Putin vs the West is the latest series from the legendary Norma Percy, and the three-parter contains everything you’d expect from the veteran documentarian – the right blend of revelation, anecdote, history, drama, forensic analysis and storytelling. It’s Putin, the Ukraine war and how the West fouled up, all made comprehensible. It’s brilliant, and you have to watch it to understand how we got to where we are now. 

It is in fact so brilliant that you find yourself in the unexpected position of being almost on the edge of your seat listening to the testimony from the half-forgotten dullards – such as former French president Francois Hollande; ex President of the European Commission, Jose Manuel Barroso; Cathy Ashton, once a sort of surrogate EU foreign minister; and various other former apparatchiks, advisors, politicians and ambassadors – who have had the usually bruising experience of dealing first hand with Vladimir Putin over the years. 

In the hands of the programme makers, stock archive footage of ministerial comings and goings at EU summits and conferences in Brussels and Minsk take on the quality of a tense thriller, as they are interspersed by revelations about what was going on behind the scenes. Episode one deals with the events that led up to the first Russian invasion of 2014, when they took Crimea and the eastern Donbas region, with minimal Western resistance and punishment, and maximum Western disunity and disarray. The Russians bluffed and fibbed their way to victory. When Putin turns up at a big conference and the Ukrainians confront him with hard evidence that they’ve captured scores of Russian soldiers on their territory, such as ID tags and official orders, Putin comes up with a series of Pythonesque excuses: the Ukrainians are making it up; the Russians were “on holiday”; or they “lost their way” along the border. 

On another occasion, when Putin denies unmarked Russian forces have infiltrated and occupied eastern Ukraine, Merkel tells him not to be so silly, according to a witness. However, she still won’t push the Russians too far, for fear of escalation and loss of gas supplies. The EU was utterly divided, as was NATO. Elsewhere, Barack Obama seemingly deliberately calls Russia a “regional power”, something that was particularly offensive to Putin – and hardened his attitudes. Obama talked tough on sanctions, but, like Germany, the Americans then were simply not going to send military assistance and risk a war. This is something we learn from Obama’s close advisers at the time. Merkel and Obama didn’t give an interview for the series, which is understandable because they come out of it quite badly. 
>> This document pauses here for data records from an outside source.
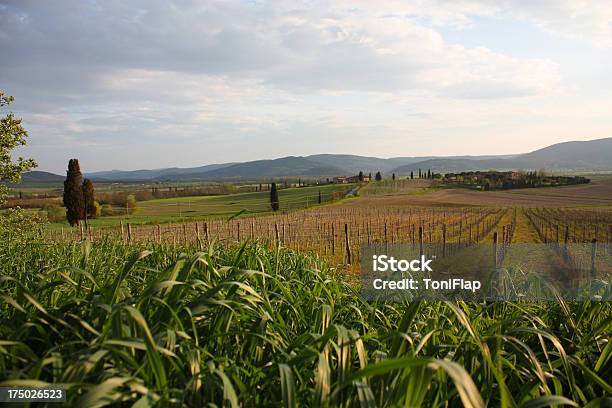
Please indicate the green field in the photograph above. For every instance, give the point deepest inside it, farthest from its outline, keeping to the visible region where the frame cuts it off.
(195, 208)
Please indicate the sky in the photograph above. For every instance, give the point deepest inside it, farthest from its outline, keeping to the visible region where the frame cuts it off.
(156, 83)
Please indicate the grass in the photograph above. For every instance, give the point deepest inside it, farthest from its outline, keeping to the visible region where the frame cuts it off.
(257, 326)
(184, 209)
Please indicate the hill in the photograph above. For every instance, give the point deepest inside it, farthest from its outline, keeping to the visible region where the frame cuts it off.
(41, 177)
(592, 155)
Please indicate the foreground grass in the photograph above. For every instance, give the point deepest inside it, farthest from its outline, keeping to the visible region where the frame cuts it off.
(255, 326)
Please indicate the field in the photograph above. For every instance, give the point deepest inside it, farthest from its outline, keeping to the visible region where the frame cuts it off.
(596, 193)
(259, 326)
(185, 209)
(264, 309)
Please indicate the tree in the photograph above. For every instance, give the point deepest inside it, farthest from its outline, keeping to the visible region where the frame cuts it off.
(12, 135)
(131, 205)
(90, 198)
(274, 197)
(74, 200)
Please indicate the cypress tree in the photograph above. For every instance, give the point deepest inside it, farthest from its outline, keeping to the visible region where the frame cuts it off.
(90, 197)
(73, 193)
(274, 197)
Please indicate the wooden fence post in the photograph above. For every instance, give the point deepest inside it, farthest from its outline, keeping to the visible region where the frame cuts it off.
(593, 256)
(348, 246)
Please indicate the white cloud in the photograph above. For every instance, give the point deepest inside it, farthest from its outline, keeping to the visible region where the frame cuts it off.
(313, 74)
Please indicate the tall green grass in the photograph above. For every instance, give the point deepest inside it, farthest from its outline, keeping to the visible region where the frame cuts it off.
(258, 326)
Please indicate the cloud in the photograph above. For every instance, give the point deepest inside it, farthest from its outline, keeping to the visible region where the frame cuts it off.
(108, 73)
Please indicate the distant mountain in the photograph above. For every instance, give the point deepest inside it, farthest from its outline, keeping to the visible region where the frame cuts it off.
(593, 155)
(588, 155)
(352, 164)
(283, 167)
(41, 177)
(173, 173)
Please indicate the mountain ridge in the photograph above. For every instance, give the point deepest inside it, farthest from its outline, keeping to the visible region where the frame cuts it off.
(591, 155)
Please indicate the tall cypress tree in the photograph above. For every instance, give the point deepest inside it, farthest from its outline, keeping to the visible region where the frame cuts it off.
(73, 193)
(274, 197)
(90, 197)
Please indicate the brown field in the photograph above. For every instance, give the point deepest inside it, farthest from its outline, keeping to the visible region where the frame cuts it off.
(596, 193)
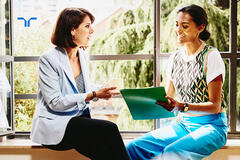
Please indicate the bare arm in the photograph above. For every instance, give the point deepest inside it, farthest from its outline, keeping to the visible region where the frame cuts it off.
(214, 103)
(212, 106)
(170, 89)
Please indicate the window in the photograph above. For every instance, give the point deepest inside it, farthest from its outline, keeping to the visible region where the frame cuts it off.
(6, 70)
(132, 42)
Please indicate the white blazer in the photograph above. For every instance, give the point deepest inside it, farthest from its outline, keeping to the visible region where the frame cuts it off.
(58, 99)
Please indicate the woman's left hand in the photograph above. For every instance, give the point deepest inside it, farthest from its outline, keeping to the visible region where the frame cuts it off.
(171, 106)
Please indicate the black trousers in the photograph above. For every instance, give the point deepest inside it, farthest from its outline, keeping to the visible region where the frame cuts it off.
(96, 139)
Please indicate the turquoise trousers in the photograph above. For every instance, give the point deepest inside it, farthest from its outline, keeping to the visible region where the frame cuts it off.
(192, 139)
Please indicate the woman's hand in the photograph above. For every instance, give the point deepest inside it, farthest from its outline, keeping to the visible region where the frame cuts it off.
(107, 92)
(171, 106)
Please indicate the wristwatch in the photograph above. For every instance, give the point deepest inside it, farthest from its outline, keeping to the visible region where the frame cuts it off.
(185, 107)
(95, 98)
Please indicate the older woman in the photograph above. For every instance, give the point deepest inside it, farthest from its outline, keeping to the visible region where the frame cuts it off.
(62, 117)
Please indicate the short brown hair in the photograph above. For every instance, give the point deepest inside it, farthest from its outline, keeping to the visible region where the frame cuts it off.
(69, 18)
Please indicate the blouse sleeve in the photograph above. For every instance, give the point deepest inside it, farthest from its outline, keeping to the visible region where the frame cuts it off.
(169, 66)
(215, 66)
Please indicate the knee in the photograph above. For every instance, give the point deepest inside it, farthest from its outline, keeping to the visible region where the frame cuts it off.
(111, 127)
(172, 152)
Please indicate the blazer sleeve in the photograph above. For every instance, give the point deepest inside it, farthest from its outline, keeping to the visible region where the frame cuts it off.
(50, 88)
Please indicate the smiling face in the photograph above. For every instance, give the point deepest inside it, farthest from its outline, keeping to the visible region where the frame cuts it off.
(82, 34)
(186, 29)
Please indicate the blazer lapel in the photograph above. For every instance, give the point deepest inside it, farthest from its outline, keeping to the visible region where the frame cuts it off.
(83, 58)
(67, 68)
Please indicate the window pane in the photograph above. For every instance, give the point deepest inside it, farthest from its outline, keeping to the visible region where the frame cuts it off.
(134, 73)
(25, 77)
(218, 17)
(4, 28)
(123, 74)
(238, 27)
(238, 95)
(5, 97)
(24, 110)
(120, 28)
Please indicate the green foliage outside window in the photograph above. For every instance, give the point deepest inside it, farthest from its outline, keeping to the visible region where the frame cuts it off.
(130, 32)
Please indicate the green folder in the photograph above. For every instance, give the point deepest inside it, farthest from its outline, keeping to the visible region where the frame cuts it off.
(142, 103)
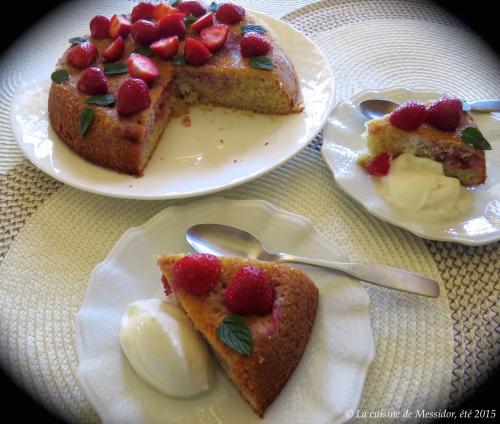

They got bamboozled by Putin. “Deny and lie” was and is the standard Russian approach, and the only Western leader who seems able to cope with it is Boris Johnson. Funny, that. To his credit, he took no notice of Putin’s jolly threat to target him with a cruise missile. 

Cameron, Hollande, Barroso and the rest of the gullible talking heads are mostly filmed in front of impressively full bookcases or inside what look like ornately furnished palaces. Juxtaposed with bombed-out Ukrainian schools or tanks rolling down Crimean roads, this makes them look rather detached from the bloody reality they allowed to happen. 

They at least seem rightly shamefaced about how they got taken for a ride. Somehow, they apparently only believed what was politically convenient, and never took Putin at his word when he went off on one about how he wanted to take back control of Ukraine. Barroso, for example, tells how he listened, open-mouthed, as Putin told him that Ukraine was a creation of the CIA and the European Commission. He acknowledges that European divisions encouraged Putin to push and push.

Hollande almost, but not quite, comes to an apology: “Europe is still facing this threat of its unity. When we do not punish hard enough at first, we are forced to punish more severely later. And that’s what’s happening today.” There’s no dispute about that. We can only hope that it’s not too late, and that the next Norma Percy series isn’t titled “How Putin Beat the West”.